Subsequent to being abused at Stanford, Chu changed her name from Jennie to Seo-Young, changed her field from Early American Literature to science fiction, and reapplied to PhD programs, transferring in 2001 to Harvard University, where she worked with Elaine Scarry and earned a PhD in English and American Literature and Language in 2007. In 2008, Chu published an influential essay on postmemory han and Korean American literature in MELUS. In 2009, Chu started a tenure-track position in the Department of English at Queens College, CUNY. In 2011, Chu published a well-received monograph titled Do Metaphors Dream of Literal Sleep? A Science-Fictional Theory of Representation (Harvard University Press). In 2016, Chu earned tenure at Queens College, CUNY.

In 2017 Chu published "A Refuge for Jae-in Doe," in Entropy Magazine, in which Chu wrote about being abused at Stanford and living with posttraumatic stress. The publication became part of the dialogue about #MeToo and #MeTooAcademia in particular. "A Refuge for Jae-in Doe" was selected for inclusion in The Best American Nonrequired Reading 2018, Best American Experimental Writing 2020, and Advanced Creative Nonfiction: A Writer's Guide and Anthology (Bloomsbury Writer's Guides and Anthologies). In 2021, Chu successfully campaigned for Stanford to remove Fliegelman's name from the Fliegelman Library of Association Copies, though what happened to the collection of expensive rare books, many of which were financed by Stanford University, and some of which Fliegelman used to molest Chu and others, remains less than clear.

== Education ==
In 1999 Chu earned a B.A. degree from Yale. In 2001, Chu earned a M.A. degree from Stanford. In 2007, Chu earned a Ph.D. degree from Harvard.

== Work ==

Chu has written and spoken about science fiction, the DMZ in Korea, postmemory han, poetry, North Korea, her experiences as a survivor of sexual violence in the English Department at Stanford University, and her struggles with bipolar disorder and suicidal ideation. Her publications include "Survivor-Shaped Specters and Gaps," "Excerpts from an Anti-Standardized '수능': A Design-Fictional Approach to Korea," "I, Discomfort Woman: A Fugue in F Minor," "Dear Stanford: You Must Reckon With Your History of Sexual Violence," "Welcome to the Vegas Pyongyang," Do Metaphors Dream of Literal Sleep? A Science-Fictional Theory of Representation, "Hwabyung Fragments," "Are Postmodernism and MeToo Incompatible?," "Science Fiction and Postmemory Han in Contemporary Korean American Literature," "The DMZ Responds," "A Refuge for Jae-in Doe: Fugues in the Key of English Major," "M'어머니," "Dream of the Ambassador, 12/21/2016," "The Lyric We," "Two Koreas, in the Key of Emily Dickinson," "Chogakpo Fantasia," "Dickinson and Mathematics," "Emoji Poetics," "Tiny Art Museum for the Floater in My Eye," "I, Stereotype: Detained in the Uncanny Valley," "Dystopian Surface, Utopian Dream," "Free Indirect Suicide: An Unfinished Fugue In H Minor," "Old Typewriter in a Field," "Translator of Soliloquies," "Utopias Misplaced: The Cost of Outsourcing Dystopian Poetics to North Korea," "Hypnotic Ratiocination," "The Dream Life of Waste: Archaeologies of the Soul in the Key of Capitalism," "jogakpo window (7 feet x 4 feet)," and "Imagining an Asian American Superhero of North Korean Origin." Chu is also a contributing writer to the experimental film I See You and You See Me (2021), which tells "Stories of Queens residents during the time of the coronavirus."

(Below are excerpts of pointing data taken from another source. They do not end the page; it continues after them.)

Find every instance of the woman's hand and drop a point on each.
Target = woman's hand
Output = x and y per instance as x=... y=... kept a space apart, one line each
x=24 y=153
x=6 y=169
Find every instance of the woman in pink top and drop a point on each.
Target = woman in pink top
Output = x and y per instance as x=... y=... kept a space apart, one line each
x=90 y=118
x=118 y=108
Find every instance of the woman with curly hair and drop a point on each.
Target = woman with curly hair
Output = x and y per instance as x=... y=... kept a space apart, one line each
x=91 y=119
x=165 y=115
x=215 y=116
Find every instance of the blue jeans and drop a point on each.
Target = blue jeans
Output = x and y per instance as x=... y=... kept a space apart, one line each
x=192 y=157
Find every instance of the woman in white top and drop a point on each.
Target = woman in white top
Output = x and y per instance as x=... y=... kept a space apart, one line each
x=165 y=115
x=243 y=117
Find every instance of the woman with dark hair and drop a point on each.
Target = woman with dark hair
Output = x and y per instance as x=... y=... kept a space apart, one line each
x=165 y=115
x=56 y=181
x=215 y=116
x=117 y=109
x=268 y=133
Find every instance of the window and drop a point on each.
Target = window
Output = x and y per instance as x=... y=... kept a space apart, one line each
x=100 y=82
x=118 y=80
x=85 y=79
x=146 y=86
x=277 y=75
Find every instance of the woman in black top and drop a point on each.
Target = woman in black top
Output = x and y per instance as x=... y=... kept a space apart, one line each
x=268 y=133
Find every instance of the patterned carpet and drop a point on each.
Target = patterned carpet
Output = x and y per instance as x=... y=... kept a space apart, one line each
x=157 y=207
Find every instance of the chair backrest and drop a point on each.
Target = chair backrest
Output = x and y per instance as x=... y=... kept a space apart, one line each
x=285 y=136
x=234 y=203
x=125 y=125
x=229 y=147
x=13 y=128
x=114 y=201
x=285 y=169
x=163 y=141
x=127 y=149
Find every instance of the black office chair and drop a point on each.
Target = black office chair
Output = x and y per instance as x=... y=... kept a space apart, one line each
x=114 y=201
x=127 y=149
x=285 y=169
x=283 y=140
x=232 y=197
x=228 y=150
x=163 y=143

Chu's creative nonfiction has been listed among "Notable Essays & Literary Nonfiction" in The Best American Essays 2020 and anthologized in The Best American Nonrequired Reading 2018, Best American Experimental Writing 2020, and Advanced Creative Nonfiction. Her work has been cited by Jia Tolentino in The New Yorker'; by Amanda Gorman in Call Us What We Carry; by Mia You in Poetry; and by Cathy Park Hong in Minor Feelings. In 2017, 2018, and more recently, "A Refuge for Jae-in Doe" and Chu's advocacy for survivors have sparked dialogue about MeToo in academia, particularly at Stanford. Media attention has included articles in New York Magazine, KQED, The New Republic, The Washington Post, Literary Hub, The Chronicle of Higher Education, The Stanford Daily, NBC News, Amerasia Journal, and Inside Higher Ed.